Chiffres « imparfaits » et données incomplètes
En 2021, cet organisme du CNRS et de l’université de La Rochelle avait recensé 895 échouages dans l’Atlantique et la Manche. Suivant un modèle mathématique de dérive des carcasses, l’observatoire avait extrapolé la mortalité à 8950 dauphins morts par capture, bien au-delà du seuil de soutenabilité fixé entre 1000 et 4900 unités selon les approches.
Des chiffres « imparfaits parce qu’il y a un certain nombre d’incertitudes, comme dans toute surveillance scientifique », déclare à l’AFP Jérôme Spitz, codirecteur de Pelagis, en déplorant un manque de « transparence » des pêcheurs. Ceux-ci n’ont signalé que 69 captures accidentelles durant l’hiver 2021. Le dispositif d’observateurs embarqués repose sur le volontariat et seulement « 20 navires en 2022 » étaient équipés de caméras, « soit seulement 5% de la flottille des navires fileyeurs », indique le Conseil d’État. Le Conseil international pour l’exploration de la mer, organisme intergouvernemental créé en 1902, a parlé de données françaises « erronées » dans un rapport en 2021 – critique qui concerne les chiffres de l’activité de pêche, selon Pelagis.
Origine incertaine de la « surmortalité » des dauphins
Pour Florence Ollivet-Courtois, vétérinaire qui a travaillé avec l’observatoire sur un béluga égaré dans la Seine en 2022, ce dernier gagnerait à mieux dialoguer avec les pêcheurs, comme dans d’autres pays. La collecte de données « est extrêmement polluée par le militantisme et par un traitement non-scientifique », juge cette colonelle des sapeurs-pompiers de l’Essonne. Le vice-président du Comité régional des pêches de Nouvelle-Aquitaine, Franck Lalande, « vent debout contre Pelagis », réclame « des réponses »: « D’où viennent ces dauphins ? Pourquoi sont-ils là ? Pourquoi ne veut-on pas parler de ceux qui sont malades, avec des parasites ? »
« On travaille assez étroitement » avec la filière, répond Jérôme Spitz, pour qui « le dialogue n’est pas rompu », même si « une petite frange de pêcheurs » est « toujours dans la négation ». « La détermination des causes de mortalité repose sur des procédures européennes, validées par les pairs ». D’après Pelagis, sur 284 examens externes en 2021, 87% des dauphins échoués étaient morts après une capture.
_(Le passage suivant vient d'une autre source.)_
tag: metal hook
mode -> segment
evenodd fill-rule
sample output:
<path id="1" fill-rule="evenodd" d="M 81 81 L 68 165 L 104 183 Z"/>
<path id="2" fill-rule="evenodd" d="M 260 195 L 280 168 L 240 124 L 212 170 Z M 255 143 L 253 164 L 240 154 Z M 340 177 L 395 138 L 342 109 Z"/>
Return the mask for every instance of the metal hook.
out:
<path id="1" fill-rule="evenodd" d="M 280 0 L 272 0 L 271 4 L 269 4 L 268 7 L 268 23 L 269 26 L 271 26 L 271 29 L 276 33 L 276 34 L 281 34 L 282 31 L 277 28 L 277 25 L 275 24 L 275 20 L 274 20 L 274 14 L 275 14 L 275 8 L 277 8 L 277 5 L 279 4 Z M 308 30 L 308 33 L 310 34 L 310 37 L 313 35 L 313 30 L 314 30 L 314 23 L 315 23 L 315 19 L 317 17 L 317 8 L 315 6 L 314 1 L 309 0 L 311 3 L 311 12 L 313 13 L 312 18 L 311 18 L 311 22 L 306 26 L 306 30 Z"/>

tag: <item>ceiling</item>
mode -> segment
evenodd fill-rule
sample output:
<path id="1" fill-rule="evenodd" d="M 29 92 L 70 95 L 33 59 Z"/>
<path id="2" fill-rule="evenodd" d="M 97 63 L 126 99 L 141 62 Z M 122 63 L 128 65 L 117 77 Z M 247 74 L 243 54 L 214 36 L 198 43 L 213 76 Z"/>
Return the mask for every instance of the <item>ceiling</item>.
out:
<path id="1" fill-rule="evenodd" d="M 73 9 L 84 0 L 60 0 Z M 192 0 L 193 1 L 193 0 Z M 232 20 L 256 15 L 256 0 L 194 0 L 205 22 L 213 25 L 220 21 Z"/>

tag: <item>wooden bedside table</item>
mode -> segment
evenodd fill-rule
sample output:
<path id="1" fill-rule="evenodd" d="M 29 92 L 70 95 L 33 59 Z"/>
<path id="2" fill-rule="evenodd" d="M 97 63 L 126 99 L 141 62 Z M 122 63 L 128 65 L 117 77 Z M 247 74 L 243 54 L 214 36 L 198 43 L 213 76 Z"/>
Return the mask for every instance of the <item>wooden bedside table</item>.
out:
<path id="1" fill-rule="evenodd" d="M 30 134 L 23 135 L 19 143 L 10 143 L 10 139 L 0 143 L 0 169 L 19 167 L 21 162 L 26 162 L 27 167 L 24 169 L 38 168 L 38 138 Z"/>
« On craint que ce soit multifactoriel, beaucoup plus complexe », souligne Frédérique Cheyenne, vétérinaire et présidente de l’association Sibylline Océans qui porte un projet d’hôpital marin pour cétacés. Pour elle, « il y a une surmortalité, c’est sûr mais les chiffres avancés sont moins sûrs et ceux mettant en cause la pêche encore moins sûrs ».
Risque d’une analyse trop « arbitraire » des lésions observées
Florence Ollivet-Courtois évoque « un biais cognitif qui conduit à probablement surévaluer l’implication de la pêche », pointant le risque d’une analyse trop « arbitraire » des lésions observées. « Rien n’empêche un animal mort de se retrouver dans un filet », ajoute-t-elle. Lorsqu’un cétacé s’échoue, les premières constatations sont menées par un des 450 correspondants du Réseau national échouages, coordonné par Pelagis. Beaucoup sont des membres d’associations ou des militants environnementaux. Et malgré un cadre réglementaire strict, très peu d’animaux sont véritablement autopsiés par un vétérinaire, accuse Alexandre Dewez, ancien membre du RNE.
L’autopsie « peut être opérée par un biologiste formé dont les conclusions seront validées par un vétérinaire », réplique Hélène Peltier, ingénieure de recherche de Pelagis. Une mort par capture accidentelle ne s’établit « pas uniquement parce qu’il y a une trace de filet. C’est tout un processus d’analyse et de validation ». Alexandre Dewez propose de faire appel à un bureau d’études indépendant car « le rapport entre Pelagis et les pêcheurs est devenu trop clivant », sur fond d’actions chocs menées par l’ONG Sea Shepherd.